A touch more accessible, ‘Unbalanced’ creates the release’s highlight by dropping an incessant jazz funk groove, over which the guitarist lays various muted notes while a hard bassline drives a great melody. In some ways, it sounds like a souped-up theme for an old spy thriller – something reinforced by a fantastic use of reverb on the guitar. The groove is easily locked down while Basdanis offers extended solos that fuse moments of 60s psych and classic jazz, always presenting something that’s equal parts challenging and melodic. Changing the mood yet again, ‘The Conium’ employs an extensive use of samples and a deep, almost trip hop-esque rhythm to set the next melody in place, before branching out to demonstrate a much more rock oriented slab of instrumental prowess. The main melody quickly works a circular riff – this time employing a fuzzy rock tone – around a heavy drum. Then at the halfway mark, everything drops away. Basdanis indulges in a few guitar runs that perhaps suggest a love of early Santana, but never truly loses sight of his world music love, and finally, the tune’s core riff returns, much harder and heavier before. With the music working a hard power trio sound, a final impression is left by an overdriven guitar tone – wavering between hard rock and blues, though still delivering something that could lapse back into jazz at Basdanis’s will.
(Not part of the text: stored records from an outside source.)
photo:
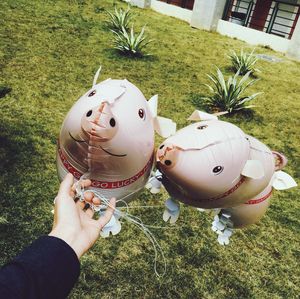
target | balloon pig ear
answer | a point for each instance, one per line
(164, 126)
(96, 76)
(200, 115)
(280, 160)
(153, 105)
(253, 169)
(281, 181)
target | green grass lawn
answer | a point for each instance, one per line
(49, 52)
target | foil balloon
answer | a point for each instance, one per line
(108, 137)
(214, 165)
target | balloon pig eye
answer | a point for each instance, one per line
(168, 162)
(92, 93)
(218, 169)
(142, 113)
(112, 122)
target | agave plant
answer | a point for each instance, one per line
(243, 62)
(119, 19)
(228, 95)
(3, 220)
(130, 43)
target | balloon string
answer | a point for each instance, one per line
(132, 219)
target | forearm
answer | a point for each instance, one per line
(48, 268)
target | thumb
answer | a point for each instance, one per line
(103, 220)
(65, 186)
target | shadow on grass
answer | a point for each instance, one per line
(4, 90)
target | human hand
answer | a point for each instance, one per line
(74, 224)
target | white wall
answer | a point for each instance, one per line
(252, 36)
(172, 10)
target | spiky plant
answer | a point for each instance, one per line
(228, 95)
(119, 19)
(130, 43)
(3, 220)
(243, 62)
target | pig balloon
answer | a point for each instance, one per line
(108, 137)
(214, 165)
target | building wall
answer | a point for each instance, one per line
(172, 10)
(252, 36)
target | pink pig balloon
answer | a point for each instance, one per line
(108, 137)
(213, 164)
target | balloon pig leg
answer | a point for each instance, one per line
(113, 226)
(172, 210)
(223, 226)
(154, 183)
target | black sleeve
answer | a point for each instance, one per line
(48, 268)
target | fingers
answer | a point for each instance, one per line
(83, 184)
(65, 186)
(103, 220)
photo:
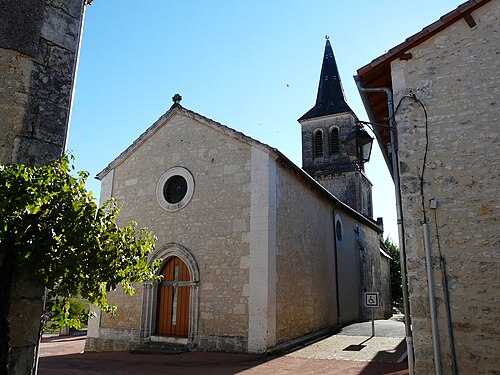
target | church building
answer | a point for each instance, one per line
(255, 250)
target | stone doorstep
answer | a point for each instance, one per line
(299, 342)
(159, 347)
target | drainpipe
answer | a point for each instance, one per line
(432, 298)
(399, 210)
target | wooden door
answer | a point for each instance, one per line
(172, 317)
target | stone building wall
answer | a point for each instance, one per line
(455, 74)
(214, 226)
(39, 43)
(305, 290)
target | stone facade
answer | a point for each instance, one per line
(39, 43)
(455, 74)
(333, 169)
(258, 234)
(451, 183)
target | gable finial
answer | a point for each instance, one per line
(176, 99)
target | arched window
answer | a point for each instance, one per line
(318, 144)
(334, 141)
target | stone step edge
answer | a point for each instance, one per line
(310, 338)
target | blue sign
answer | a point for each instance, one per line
(371, 299)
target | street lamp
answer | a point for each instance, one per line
(358, 145)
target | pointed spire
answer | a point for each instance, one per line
(330, 99)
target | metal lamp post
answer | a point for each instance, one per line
(358, 145)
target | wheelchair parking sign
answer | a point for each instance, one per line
(371, 299)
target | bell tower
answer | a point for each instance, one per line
(324, 129)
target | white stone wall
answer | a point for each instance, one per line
(455, 74)
(305, 264)
(214, 226)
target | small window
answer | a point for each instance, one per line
(318, 144)
(339, 230)
(335, 143)
(175, 189)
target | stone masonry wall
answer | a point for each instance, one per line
(455, 74)
(213, 226)
(39, 42)
(305, 290)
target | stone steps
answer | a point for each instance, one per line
(153, 347)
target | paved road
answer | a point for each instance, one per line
(338, 354)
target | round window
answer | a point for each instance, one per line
(175, 189)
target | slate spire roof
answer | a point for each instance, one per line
(330, 99)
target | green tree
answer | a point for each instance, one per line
(396, 285)
(52, 227)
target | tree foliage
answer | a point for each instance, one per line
(396, 283)
(54, 227)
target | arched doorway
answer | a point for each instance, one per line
(151, 304)
(173, 300)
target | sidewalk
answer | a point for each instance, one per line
(343, 353)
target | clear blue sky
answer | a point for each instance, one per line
(251, 65)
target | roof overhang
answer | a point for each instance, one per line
(378, 72)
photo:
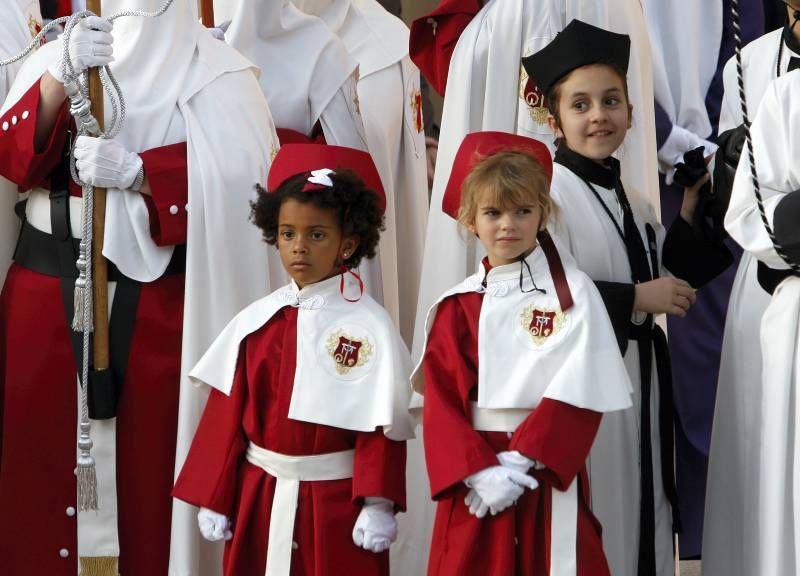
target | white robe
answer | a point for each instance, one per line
(776, 146)
(387, 91)
(685, 37)
(730, 528)
(18, 19)
(388, 97)
(583, 227)
(485, 92)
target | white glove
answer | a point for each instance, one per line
(89, 46)
(496, 488)
(105, 163)
(218, 32)
(213, 525)
(376, 526)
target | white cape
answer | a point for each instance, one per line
(485, 91)
(18, 21)
(730, 527)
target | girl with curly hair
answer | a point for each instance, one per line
(299, 459)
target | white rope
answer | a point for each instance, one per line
(76, 86)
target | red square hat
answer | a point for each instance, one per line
(434, 37)
(294, 159)
(477, 146)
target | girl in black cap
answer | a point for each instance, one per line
(617, 240)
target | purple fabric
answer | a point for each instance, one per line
(696, 341)
(663, 125)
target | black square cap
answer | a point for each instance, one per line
(579, 44)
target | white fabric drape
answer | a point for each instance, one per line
(730, 528)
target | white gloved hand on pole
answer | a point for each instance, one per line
(218, 31)
(376, 527)
(105, 163)
(213, 525)
(89, 46)
(496, 488)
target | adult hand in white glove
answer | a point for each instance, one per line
(213, 525)
(376, 526)
(218, 32)
(496, 488)
(89, 46)
(105, 163)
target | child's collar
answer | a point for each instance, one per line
(605, 176)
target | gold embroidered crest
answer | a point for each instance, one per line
(347, 352)
(541, 323)
(534, 99)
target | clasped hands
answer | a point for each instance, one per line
(375, 528)
(495, 488)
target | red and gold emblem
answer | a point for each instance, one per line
(416, 109)
(541, 323)
(347, 352)
(34, 25)
(533, 98)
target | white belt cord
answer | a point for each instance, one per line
(289, 471)
(564, 512)
(497, 420)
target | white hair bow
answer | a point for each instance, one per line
(321, 177)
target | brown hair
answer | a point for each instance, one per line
(554, 93)
(511, 178)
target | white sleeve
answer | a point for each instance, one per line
(776, 150)
(341, 121)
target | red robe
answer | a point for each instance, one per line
(555, 434)
(38, 400)
(217, 476)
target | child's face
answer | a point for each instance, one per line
(310, 242)
(505, 232)
(595, 114)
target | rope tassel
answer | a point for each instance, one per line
(86, 472)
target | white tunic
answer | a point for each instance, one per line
(389, 100)
(587, 232)
(18, 24)
(486, 90)
(685, 36)
(730, 528)
(776, 146)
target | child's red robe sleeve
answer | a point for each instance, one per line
(168, 175)
(559, 436)
(209, 477)
(453, 449)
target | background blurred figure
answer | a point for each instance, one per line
(691, 41)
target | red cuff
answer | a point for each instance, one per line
(168, 176)
(379, 469)
(19, 160)
(559, 436)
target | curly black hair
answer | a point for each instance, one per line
(355, 204)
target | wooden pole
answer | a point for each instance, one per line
(99, 265)
(207, 13)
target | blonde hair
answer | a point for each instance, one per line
(509, 178)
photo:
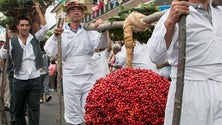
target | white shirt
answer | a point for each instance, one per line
(77, 49)
(203, 47)
(28, 69)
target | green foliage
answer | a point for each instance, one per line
(146, 9)
(14, 8)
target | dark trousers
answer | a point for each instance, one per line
(27, 94)
(12, 115)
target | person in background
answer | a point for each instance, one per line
(7, 88)
(78, 46)
(27, 59)
(202, 95)
(112, 61)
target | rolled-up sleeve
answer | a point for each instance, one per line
(158, 51)
(40, 34)
(50, 47)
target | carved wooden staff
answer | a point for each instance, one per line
(180, 71)
(59, 73)
(4, 79)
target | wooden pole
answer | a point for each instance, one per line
(180, 71)
(4, 79)
(59, 74)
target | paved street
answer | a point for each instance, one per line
(48, 112)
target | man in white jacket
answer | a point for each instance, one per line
(202, 95)
(78, 46)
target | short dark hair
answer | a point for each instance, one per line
(23, 18)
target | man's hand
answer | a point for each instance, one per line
(58, 31)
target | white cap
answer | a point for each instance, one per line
(2, 37)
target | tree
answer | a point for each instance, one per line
(15, 8)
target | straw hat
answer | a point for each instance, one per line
(72, 4)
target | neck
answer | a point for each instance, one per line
(23, 38)
(74, 26)
(204, 2)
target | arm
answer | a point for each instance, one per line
(44, 28)
(178, 8)
(40, 14)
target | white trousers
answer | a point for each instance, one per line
(202, 103)
(75, 91)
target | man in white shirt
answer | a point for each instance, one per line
(78, 46)
(202, 95)
(27, 59)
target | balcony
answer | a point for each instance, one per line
(111, 9)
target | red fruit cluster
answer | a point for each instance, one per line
(127, 97)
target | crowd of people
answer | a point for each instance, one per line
(100, 6)
(88, 55)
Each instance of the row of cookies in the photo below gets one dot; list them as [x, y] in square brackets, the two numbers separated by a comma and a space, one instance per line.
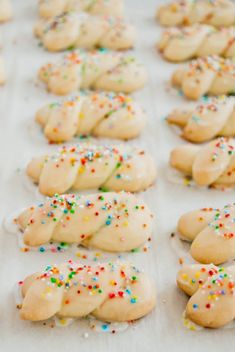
[114, 221]
[204, 31]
With an equal platform given to melody and invention, this jazz fusion release isn’t just for the fusion buffs. It could appeal to those who like atmospheric soundtrack works too, but interestingly, it should be heard by those who devoured the many higher profile rock guitar instrumental albums back in the early 90s. Yes, it’s jazzier than a lot of those and a little less direct, but during ‘The Conium’ especially, Basdanis plays with enough weight and presence to at least pique the interest of the more open-minded rock fan. Overall, these three pieces showcase an entertaining and broadly talented musician and arranger. Although the short playing time can make the release feel as if it’s merely a sample of a much bigger work, the ‘Diddycoy’ EP is still a highly recommended listen.